In the race to find a COVID-19 vaccine, this epidemiologist urges governments to set aside nationalism
'What's important is that we don't end up with these being seen as national efforts,' said Seth Berkley
As scientists race to develop a COVID-19 vaccine, global scientific co-operation is needed more than ever before, according to one epidemiologist.
"What we know is that there's vaccine efforts going on around the world in places like China, in South Korea, in Germany, [and the] U.K.," said Seth Berkley, the CEO of Gavi, the Vaccine Alliance, a UN-backed organization that helps deliver vaccines to developing countries.
"What's important is that we don't end up with these being seen as national efforts."
Researchers in Canada are actively searching for a vaccine with work at the National Microbiology Laboratory in Winnipeg. Meanwhile, trials for a potential vaccine have been given a green light in China, and a healthy volunteer in the U.S. was given an experimental vaccine on Monday.
The World Health Organization cautions, however, that any potential vaccine is still at least one year away.
On Friday, Canada's Chief Public Health Officer Dr. Theresa Tam said that flattening the curve — an effort to slow the rate of new infections — will not only help reduce the strain on Canada's health-care system, but buy time for research on treatments and vaccines.
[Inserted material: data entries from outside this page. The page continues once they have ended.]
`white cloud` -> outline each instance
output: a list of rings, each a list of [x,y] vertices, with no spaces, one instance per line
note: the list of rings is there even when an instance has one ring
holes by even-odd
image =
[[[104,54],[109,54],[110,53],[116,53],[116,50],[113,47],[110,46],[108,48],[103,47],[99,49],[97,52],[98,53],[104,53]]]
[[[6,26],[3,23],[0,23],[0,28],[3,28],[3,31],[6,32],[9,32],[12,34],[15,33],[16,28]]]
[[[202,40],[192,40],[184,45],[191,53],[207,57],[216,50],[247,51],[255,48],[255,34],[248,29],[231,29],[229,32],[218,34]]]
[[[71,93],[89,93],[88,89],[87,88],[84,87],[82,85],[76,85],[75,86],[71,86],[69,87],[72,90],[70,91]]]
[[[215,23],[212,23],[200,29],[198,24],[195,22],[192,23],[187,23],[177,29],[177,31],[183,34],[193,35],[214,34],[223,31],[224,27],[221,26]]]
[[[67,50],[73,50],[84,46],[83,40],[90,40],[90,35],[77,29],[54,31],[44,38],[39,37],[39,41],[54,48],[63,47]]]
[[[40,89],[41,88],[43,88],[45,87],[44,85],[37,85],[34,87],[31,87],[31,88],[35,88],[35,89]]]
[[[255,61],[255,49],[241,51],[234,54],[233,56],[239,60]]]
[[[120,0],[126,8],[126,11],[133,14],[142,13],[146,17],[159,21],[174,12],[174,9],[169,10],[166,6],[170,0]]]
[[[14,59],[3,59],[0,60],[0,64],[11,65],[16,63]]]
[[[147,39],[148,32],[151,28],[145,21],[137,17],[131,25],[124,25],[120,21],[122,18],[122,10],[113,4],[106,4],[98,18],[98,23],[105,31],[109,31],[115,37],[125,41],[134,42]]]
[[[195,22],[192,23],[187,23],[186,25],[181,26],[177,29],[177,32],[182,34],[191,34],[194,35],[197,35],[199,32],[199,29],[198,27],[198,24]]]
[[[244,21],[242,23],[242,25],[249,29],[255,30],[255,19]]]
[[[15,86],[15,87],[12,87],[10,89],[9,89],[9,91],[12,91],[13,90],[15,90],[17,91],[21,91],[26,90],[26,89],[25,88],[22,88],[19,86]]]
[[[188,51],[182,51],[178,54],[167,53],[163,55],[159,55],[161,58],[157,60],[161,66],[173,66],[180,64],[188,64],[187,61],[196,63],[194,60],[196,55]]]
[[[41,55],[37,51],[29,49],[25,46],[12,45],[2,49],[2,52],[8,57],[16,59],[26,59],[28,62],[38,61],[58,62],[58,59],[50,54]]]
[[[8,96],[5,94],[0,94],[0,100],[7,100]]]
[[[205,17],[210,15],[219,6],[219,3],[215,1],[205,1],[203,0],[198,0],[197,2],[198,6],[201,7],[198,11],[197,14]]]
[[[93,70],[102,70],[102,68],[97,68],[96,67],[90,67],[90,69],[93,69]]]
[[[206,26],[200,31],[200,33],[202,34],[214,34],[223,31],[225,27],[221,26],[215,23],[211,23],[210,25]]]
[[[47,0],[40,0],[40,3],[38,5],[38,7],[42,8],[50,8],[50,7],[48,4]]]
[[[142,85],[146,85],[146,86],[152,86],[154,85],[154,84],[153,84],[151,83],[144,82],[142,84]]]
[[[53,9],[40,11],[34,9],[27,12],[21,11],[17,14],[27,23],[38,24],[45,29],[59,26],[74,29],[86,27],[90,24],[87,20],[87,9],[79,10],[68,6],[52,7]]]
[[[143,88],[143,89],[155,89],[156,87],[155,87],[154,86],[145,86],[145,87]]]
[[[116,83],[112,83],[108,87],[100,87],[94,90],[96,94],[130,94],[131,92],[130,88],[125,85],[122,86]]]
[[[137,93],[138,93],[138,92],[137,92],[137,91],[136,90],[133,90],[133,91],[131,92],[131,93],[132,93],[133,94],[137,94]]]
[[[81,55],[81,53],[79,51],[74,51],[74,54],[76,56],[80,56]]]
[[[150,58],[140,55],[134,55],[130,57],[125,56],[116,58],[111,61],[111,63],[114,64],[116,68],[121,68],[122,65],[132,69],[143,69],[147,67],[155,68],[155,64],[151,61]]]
Berkley says that as progress on a vaccine moves forward, it's imperative that countries avoid nationalistic rhetoric.
"What I've heard now in many countries is saying, 'Well, gee, we need these products for ourselves. Maybe we ought to be thinking about, you know, doing this just for us,'" he told The Current's Matt Galloway.
"I think that's the wrong way to think about it."
Prep work for the future
By the time a COVID-19 vaccine is developed, Berkley acknowledges that it's possible the current coronavirus epidemic could be over.
But that doesn't mean the work was a failure, he said, pointing to research on a vaccine for the Ebola virus.
By the time a potential vaccine for that disease was discovered, the outbreak was under control — and researchers couldn't immediately test its efficacy.
But when another outbreak took hold, "it already had been produced, and that made us be able to move quicker," Berkley recalled.
The epidemiologist adds that greater effort could be put on developing platforms on which vaccines are built. He likens it to the annual flu vaccine: while its base stays the same, each year the vaccine is modified depending on the flu strain that's circulating.
The trouble with researching pandemics, Berkley says, is that interest wanes once they pass.
"Everybody says, 'My God, we have to deal with this,' and then as soon as the epidemic is over, people move on and we forget about it," he said.
WATCH: Health-care professional reacts to early vaccine test results
Who will get the vaccine?
Who will get a future COVID-19 vaccine is a question many are grappling with, but Berkley says it should immediately be offered to areas that are most affected.
When a vaccine was created after the 2009 H1N1 flu outbreak, he says wealthy nations scooped up the first batches, leaving developing countries without supply.
In the case of COVID-19, Berkley said "we're going to start out-thinking about access from the beginning — and the challenge will be to make sure there is adequate quantities of vaccine produced."
While the WHO plays a crucial rule in vaccine distribution, no official oversight body exists. Berkley believes this is something G20 leaders should consider.
In the meantime, he hopes COVID-19 will signal a need to prioritize what he calls "global health security" with both money and political action.
"One silver lining might be that we take this seriously going forward and not just solve this epidemic, but prepare for the ones that will occur in the future."